İnsanın çok sevdiği bir sevgilisi varsa, tehlikeli olabilecek kadar uzun bir zamandır birliktelerse, ama evlilik çok büyük, boyu aşan bir kararsa ve insan kararsızsa, ne yapar? İlk dans parçasının, gelinliğin, makyajın, nedimelerin, profesyonel “uu çok kuuuull!” fotoğrafların, balayının, düğün videosunun, eşya alışverişinin, yeni ev dekorasyonunun, bir gecelik dünyanın merkezinde gibi hissetmenin, vintage bir arabanın dikiz aynasına iliştirilmiş somon rengi güllerin ötesine bak ama, öyle söyle.. Devamını biliyor musun? Ben biliyorum.. Neden bu kadar karşı olayım yoksa?

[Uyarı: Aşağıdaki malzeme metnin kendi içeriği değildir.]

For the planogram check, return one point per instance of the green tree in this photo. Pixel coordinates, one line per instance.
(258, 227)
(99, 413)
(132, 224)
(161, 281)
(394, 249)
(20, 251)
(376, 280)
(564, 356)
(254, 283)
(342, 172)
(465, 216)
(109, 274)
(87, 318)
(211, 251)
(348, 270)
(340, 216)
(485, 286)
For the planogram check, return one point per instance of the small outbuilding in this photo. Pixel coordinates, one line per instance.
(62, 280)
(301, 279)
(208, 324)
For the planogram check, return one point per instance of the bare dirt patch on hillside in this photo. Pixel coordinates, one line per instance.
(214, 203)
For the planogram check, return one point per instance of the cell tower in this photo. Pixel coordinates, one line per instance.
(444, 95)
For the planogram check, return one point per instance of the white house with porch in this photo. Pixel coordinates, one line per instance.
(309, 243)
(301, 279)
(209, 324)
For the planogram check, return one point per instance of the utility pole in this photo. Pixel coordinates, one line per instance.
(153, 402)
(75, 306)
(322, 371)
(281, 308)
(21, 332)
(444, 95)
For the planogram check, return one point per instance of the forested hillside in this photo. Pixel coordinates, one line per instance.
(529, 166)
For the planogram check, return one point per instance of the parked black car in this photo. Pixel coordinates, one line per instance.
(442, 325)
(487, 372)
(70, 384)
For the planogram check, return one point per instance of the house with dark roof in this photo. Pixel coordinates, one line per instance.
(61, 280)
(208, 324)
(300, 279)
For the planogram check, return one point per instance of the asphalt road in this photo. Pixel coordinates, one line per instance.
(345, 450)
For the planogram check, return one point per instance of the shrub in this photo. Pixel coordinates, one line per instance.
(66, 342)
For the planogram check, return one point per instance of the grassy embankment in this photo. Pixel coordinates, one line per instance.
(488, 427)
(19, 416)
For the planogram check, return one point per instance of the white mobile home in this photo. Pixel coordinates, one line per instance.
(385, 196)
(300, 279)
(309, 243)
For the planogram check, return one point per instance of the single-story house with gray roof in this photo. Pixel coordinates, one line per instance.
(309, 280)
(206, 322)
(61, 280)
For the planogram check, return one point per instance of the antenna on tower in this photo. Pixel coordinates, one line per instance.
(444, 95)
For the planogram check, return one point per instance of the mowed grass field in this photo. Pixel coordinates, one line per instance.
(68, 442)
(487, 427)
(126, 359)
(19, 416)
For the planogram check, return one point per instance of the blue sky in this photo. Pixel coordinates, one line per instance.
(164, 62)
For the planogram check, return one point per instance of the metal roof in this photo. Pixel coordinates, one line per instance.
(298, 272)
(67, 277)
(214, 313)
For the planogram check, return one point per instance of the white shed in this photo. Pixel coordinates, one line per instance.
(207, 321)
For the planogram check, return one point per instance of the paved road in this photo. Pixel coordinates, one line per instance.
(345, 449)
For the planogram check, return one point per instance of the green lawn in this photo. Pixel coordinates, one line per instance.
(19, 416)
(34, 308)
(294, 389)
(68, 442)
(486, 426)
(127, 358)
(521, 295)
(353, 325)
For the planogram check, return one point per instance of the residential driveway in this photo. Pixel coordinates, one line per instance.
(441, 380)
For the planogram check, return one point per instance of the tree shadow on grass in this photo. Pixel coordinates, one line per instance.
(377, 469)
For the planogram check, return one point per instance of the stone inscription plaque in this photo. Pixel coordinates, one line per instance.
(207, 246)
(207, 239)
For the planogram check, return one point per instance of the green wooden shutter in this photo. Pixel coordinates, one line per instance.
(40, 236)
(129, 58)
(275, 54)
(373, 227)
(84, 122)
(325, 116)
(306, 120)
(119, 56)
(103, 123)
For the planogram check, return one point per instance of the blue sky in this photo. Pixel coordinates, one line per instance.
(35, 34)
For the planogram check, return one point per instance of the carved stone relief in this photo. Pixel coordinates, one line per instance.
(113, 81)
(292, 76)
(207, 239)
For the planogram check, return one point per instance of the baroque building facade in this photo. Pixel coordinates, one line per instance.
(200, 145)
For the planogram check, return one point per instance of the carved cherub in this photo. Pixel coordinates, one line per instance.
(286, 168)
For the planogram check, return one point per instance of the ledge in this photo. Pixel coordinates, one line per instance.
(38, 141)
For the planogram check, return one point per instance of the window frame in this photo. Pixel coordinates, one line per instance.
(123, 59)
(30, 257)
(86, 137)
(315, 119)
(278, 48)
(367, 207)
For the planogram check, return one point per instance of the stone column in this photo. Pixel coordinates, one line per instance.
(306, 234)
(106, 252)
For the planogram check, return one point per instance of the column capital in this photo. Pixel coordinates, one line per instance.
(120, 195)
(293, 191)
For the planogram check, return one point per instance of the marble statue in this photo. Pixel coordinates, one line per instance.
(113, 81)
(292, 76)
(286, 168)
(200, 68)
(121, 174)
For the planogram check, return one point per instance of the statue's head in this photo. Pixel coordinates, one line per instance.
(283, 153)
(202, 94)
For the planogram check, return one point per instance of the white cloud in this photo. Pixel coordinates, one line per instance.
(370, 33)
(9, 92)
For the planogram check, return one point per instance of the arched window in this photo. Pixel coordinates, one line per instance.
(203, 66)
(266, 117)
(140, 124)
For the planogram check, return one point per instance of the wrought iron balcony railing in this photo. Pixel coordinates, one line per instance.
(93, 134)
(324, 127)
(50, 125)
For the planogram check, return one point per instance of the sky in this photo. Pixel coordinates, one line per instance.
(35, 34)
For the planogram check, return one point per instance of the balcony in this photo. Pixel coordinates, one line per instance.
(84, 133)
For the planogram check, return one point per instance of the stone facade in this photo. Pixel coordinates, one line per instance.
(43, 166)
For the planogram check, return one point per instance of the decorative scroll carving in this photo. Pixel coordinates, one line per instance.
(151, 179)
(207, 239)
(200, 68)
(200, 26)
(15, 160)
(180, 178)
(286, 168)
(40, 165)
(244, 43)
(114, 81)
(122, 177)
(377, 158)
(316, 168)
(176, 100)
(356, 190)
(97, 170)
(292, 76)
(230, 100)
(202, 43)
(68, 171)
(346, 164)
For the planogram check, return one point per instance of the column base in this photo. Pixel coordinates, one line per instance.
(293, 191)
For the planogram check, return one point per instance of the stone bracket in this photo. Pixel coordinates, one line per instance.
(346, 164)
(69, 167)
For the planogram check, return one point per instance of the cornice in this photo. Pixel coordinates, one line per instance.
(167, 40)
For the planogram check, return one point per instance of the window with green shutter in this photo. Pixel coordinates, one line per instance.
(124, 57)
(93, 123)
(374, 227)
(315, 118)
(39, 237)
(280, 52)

O adam var ya, hani manasızca sırıtıp manalı manalı bakan, hı o işte.. O eve her geldiğinde “ben bir ayaklarımı yıkayıp geliyorum” diyecek.. Tuvalete bir girecek, çıkmayacak, tüm akşamı orada geçirecek, hatta bizim evdeki gibiyse tuvaletin yeri de oturduğu yerden televizyonu görebiliyorsa arada bir kapıyı aralayıp “Aşkım biraz sesini açsana diye seslenecek..  İşten gelirken mesela yapmur yağdı, çorapları ıslandı, o çorapları ıslak ıslak kirliye atmak istemeyecek –düşünceli çocuk- elde de yıkamayacak, kaloriferin üstüne koyacak, sonra yatak odasından kesif bir ayak kokusu yükselecek.. Ters dönmüş hamamböceği gibi oturacak. Birlikte televizyon seyrederken senin poponun olduğu hizada onun kafası olacak, o kocaman ayaklar sehpanın üstünde ne var ne yoksa herşeyi devirecek.. Hani özene bezene gittin aksesuarlar aldın sehpanın üstüne, süper modern lame yuvarlak kafalı sarılan figürler aldın, hıh işte onlar yapıştırıcı tutmaz olacaklar devrilip kırılmaktan. Ergen gibi eline koluna hakim olamayacak.. Sabah sildiğin yeri akşam çamurlayacak.. Bir tanecik iş vereceksin mesela sorumlu olduğu, diyeceksin ki “çöp senden sorulur, aslanımsın, bu çöpü doldu mu sen dışarı at yigidim, kara yağız delikanlım, erkekim benim. Ben karşılığında uyduruk, dandik başka şeyleri yaparım mesela tuvaleti temizlemek, toz almak, yerleri süpürmek, halıları yıkamak, yemek yapmak, bulaşık yıkamak, çamaşır yıkamak, ütü yapmak, banyoyu temizlemek, fayansları silmek, nevresimleri değiştirmek, viledayla kankilik, domestosla hayat arkadaşlığı, cam silmek filan gibi, küçük ve önemsiz şeyleri  ben yaparım. Tek sen şu çöp atma işini yap, zira benim zayıf, güçsüz kollarım dayanmıyor. Sen ne biçim de güçlüsün yaa, kaslara bak, helal olsun, nolursun bana yardım et kaplanım benim.” Sonra bir gün çöpü açacaksın, içinde küften bir yaratıkla karşılaşacaksın, haftalar önce atılmış birşeyler o kadar bozunmuş olacak ki yeni bir yaşam süreci başlamış olacak orada.. O zaman bile diyecek ki “Ne var yaa bunda? Aşkım herşeye takıyorsun ama.” Çöpü atacak, sonra da sabuna merhaba bile demeden gelip saçını, başını okşayacak. Bunların hiçbiri uydurma değil, hepsi hepsi hepsi oldu, olmaya devam ediyor himself ve benim aramda.. Daha evli değilken.. Yazarken bunaldım.. Bir de bu evlenmeden önceki hal, daha ailelerin işin içine girmesiyle oluşacak felaketi bilmiyorum..Yoh anam youuuhhh!! Ben yokum! 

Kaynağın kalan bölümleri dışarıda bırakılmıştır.